Following its acquisition of Micro Focus, OpenText focused on consolidating and rebranding its existing ITOM assets, including Operations Bridge, to deliver a more integrated AIOps offering. The solution includes components for agent-based and agentless monitoring, automated event suppression, service health visualization, and log anomaly detection. OpenText has wide coverage across ITOM and service assurance with native AIOps layers. It emphasizes stability, legacy system integration, and consistency across enterprise-scale deployments rather than rapid feature experimentation.
OpenText is positioned as a Challenger and Fast Mover in the Maturity/Platform Play quadrant of the AIOps Radar chart.
Strengths
OpenText scored well on a number of decision criteria, including:
Data aggregation and normalization: The OpenText platform has robust capabilities for aggregating and normalizing telemetry from infrastructure, applications, and cloud environments. It offers a federated data model, supports multiple ingestion protocols, and maps events to service context. This exceeds expectations for organizations managing complex, hybrid IT estates with legacy and modern systems.

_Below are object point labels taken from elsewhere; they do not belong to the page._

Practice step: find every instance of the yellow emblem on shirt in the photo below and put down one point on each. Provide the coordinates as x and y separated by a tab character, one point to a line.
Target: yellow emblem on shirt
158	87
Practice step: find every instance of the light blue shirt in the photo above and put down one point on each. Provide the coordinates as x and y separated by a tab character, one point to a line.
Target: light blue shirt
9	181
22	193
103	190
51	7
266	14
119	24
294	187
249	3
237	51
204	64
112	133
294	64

Ghost change detection: OpenText platform supports configuration change tracking and correlates changes with service disruptions through integrations with CMDBs and discovery tools. It provides visibility into silent or unapproved changes, helping teams identify root causes tied to environmental drift, which is a valuable capability in compliance-heavy environments.
Correlation and causality analysis: OpenText meets expectations with rule-based and topology-aware event correlation. Its causal modeling supports service impact analysis but lacks the depth of probabilistic or AI-driven correlation engines. It effectively reduces noise in structured environments but could be enhanced with more automation and intelligence.
Opportunities
OpenText has room for improvement in a few decision criteria, including:
Advanced analytics: OpenText’s platform delivers baseline trend analysis, SLA reporting, and capacity forecasting, which are functional but not deeply exploratory. It lacks advanced predictive modeling and adaptive analytics, limiting proactive operations planning compared to more AI-centric platforms.
Anomaly detection: OpenText provides threshold- and rules-based anomaly detection with some support for pattern deviation. It performs reliably but does not leverage adaptive baselining or multivariate learning, which would improve accuracy in modern, cloud-native environments.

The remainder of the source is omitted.